– Шутишь? Шути. А мы повара люди наблюдательные и слушать умеем. Я вот был в Прерии, это всего-то в пол сотни километров от сюда, там нечто похожее на штаб северного фронта. Не знаю точно, но там много генералов и тому подобное. Я там получаю провизию с эшелона. Так вот, ездил я туда на днях, видел, как в город прибыл Маут младший со всей своей свитой. А так же видел тысячи солдат пополнения, они шли колоннами по трассе. Молодые совсем пацаны, только от сиськи мамкиной оторвали. Форма свежая, хрустит, сапоги скрипят, автоматы блестят, как на параде. А морды свеженькие, румяные, как будто мальчишки на занятия идут, а не на войну. Что думаешь, так просто генералы с тысячами новобранцев к фронту прибывают? Уж нет, я уже много знаю и это однозначно к событиям.
– А ты пронырливый. Не видал случаем с Маутом девку молодую?
– Ты мне опиши повнятней девку-то?

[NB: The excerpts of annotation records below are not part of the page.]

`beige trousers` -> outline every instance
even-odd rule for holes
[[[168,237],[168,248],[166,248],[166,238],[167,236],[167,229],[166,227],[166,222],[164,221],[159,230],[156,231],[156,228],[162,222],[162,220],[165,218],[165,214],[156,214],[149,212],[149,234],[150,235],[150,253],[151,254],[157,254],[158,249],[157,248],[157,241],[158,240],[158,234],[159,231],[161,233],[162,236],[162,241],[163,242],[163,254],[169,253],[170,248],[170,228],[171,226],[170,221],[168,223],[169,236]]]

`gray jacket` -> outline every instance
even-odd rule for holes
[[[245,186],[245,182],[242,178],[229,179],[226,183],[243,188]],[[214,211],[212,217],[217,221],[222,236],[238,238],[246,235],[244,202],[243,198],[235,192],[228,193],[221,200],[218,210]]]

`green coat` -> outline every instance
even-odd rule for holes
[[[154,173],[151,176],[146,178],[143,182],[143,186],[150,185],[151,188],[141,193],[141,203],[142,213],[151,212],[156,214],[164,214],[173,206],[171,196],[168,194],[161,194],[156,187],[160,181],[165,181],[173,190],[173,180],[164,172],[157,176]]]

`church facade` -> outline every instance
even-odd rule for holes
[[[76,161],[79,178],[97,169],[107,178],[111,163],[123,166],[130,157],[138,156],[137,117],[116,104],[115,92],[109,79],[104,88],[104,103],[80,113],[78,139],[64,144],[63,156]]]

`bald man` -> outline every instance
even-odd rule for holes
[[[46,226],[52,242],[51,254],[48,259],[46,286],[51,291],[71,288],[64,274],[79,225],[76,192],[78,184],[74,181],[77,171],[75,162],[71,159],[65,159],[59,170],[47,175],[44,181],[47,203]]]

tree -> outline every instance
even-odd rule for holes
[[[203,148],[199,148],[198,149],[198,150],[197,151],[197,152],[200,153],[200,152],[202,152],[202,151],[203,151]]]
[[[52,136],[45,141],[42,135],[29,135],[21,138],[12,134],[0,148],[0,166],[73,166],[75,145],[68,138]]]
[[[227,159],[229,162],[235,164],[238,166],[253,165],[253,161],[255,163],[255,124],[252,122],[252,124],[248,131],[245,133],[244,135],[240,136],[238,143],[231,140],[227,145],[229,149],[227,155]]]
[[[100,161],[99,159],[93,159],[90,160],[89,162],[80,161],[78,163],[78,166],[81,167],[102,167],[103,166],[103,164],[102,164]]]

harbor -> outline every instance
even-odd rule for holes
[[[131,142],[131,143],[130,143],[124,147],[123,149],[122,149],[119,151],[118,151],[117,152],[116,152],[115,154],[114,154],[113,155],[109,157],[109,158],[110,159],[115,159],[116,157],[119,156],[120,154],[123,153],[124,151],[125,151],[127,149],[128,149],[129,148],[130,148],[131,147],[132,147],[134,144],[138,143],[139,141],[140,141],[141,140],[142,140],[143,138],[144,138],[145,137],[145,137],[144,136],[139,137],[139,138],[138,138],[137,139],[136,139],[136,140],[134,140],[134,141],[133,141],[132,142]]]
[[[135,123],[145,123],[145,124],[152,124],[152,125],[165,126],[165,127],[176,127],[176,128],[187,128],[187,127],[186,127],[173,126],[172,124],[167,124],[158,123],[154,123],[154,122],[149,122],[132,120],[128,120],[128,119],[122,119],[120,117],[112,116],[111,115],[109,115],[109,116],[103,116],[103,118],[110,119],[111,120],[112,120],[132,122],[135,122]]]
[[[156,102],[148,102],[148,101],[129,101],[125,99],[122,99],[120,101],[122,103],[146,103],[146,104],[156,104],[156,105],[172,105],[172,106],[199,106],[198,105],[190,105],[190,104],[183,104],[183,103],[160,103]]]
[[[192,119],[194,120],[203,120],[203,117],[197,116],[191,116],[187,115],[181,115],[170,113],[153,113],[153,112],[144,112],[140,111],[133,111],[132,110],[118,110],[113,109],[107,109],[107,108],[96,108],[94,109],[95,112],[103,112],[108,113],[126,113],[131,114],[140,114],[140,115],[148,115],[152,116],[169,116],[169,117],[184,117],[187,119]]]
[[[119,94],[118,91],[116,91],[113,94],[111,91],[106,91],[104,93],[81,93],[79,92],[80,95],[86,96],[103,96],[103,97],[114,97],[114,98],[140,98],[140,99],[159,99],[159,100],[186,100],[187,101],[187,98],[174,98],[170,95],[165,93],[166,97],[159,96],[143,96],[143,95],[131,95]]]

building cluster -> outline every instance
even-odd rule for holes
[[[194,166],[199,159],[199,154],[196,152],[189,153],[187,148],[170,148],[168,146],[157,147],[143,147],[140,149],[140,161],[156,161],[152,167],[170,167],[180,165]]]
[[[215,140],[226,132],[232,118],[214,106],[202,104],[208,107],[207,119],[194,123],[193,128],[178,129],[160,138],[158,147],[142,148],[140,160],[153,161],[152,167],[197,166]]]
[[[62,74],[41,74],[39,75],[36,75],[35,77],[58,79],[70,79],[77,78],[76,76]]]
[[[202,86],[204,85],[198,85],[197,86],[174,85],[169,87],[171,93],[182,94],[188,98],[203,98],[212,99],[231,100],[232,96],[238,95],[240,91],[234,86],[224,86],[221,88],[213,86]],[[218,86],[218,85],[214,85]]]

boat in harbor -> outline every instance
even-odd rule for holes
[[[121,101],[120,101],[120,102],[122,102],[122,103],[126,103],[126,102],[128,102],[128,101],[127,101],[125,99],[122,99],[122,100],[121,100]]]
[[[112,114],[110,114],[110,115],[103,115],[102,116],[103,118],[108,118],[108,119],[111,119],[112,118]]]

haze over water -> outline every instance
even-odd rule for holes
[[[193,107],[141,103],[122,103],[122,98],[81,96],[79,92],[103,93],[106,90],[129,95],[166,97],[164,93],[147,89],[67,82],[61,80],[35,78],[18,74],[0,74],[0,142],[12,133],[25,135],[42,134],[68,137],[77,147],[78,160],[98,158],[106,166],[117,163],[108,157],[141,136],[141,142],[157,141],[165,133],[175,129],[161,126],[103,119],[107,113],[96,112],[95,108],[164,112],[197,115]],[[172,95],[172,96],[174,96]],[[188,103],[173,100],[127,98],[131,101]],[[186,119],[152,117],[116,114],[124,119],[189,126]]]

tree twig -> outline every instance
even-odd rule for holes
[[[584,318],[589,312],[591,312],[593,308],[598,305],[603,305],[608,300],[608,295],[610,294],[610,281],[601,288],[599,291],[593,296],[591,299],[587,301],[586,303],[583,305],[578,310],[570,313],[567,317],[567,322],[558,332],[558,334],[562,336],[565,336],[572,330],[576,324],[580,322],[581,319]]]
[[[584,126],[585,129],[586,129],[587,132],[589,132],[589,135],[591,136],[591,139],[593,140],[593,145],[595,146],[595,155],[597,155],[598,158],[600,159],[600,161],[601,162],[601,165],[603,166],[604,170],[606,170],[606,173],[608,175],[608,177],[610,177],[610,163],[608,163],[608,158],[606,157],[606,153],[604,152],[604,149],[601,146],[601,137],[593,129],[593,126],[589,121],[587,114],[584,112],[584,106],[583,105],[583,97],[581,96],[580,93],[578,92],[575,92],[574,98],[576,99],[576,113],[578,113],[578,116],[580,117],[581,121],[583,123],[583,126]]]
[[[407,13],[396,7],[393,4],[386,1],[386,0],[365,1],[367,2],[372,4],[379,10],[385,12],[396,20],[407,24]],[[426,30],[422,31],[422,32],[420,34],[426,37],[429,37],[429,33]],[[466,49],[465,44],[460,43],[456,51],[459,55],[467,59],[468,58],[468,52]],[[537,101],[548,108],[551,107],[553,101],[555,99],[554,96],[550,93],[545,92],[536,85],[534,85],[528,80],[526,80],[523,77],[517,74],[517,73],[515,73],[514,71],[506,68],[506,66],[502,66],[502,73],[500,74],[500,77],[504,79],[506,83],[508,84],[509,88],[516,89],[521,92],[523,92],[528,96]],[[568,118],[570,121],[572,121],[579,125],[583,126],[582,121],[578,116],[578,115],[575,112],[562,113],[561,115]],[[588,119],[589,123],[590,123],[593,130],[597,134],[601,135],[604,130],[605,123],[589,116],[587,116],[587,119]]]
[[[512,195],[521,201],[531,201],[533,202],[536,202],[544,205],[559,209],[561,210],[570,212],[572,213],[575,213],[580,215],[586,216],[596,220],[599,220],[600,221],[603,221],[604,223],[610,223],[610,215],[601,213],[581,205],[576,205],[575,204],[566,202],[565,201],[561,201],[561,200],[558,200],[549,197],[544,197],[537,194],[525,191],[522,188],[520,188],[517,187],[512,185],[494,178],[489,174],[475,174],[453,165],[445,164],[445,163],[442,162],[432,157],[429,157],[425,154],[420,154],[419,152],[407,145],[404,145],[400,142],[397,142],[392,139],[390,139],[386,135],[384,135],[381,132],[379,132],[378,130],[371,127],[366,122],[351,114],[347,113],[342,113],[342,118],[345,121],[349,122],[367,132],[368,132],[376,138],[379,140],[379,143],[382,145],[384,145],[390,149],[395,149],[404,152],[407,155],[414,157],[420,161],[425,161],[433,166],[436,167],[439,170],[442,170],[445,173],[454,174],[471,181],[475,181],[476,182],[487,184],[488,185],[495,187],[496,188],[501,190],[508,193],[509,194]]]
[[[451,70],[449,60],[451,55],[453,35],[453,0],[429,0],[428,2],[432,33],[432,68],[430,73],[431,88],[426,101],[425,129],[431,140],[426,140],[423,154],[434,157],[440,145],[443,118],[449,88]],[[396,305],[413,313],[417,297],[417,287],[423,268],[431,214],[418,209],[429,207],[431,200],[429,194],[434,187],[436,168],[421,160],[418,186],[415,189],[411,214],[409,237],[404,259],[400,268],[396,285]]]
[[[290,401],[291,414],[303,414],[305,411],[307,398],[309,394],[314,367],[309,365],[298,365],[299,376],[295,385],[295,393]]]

Я кормил его штабных крыс. Их провизия отстала от колонны и попала под обстрел. Вот и пришлось задержаться и кормить этих штабистов, так, что я многих с его штаба видел, когда кашу раскладывал. У всех лица были такие кислые, недовольные, думал плевать в лицо будут. Проклятые белоручки, неженки, не привыкли солдатскую пищу-то жрать, всё деликатесы им подавай, а я им поносного вида кашу в тарелки наливал, да аппетита приятного желал, – не без удовольствия рассказывал Крон, корча рожи, пытаясь повторить лица штабных офицеров.
– Ну, миленькая такая, волосы темно русые, до плеч, капитан должна быть. Роста метр с половиной, может, чуть выше. Хромает. Лет этак двадцать пять-тридцать.
– Хм. Видал я одну хромую там, но не капитан она. Майор, у неё один большой ромб серебристый на погоне. Я ещё думал мелкая такая, молодая, а майор. Даже гадости сразу в голову лезть начали. Вот мордаху не упомню, честно. А вот то, что не высокая и хромая помню. Она ещё не выкаблучивалась, а молча кашу с мясом попросила и сок. А тебе какое дело-то до девки той? Знакомая чтоль?
– Типа того, свела нас с ней жизнь как-то давно, ещё до войны. Она тогда была лейтенантом, а я капитаном горохраны.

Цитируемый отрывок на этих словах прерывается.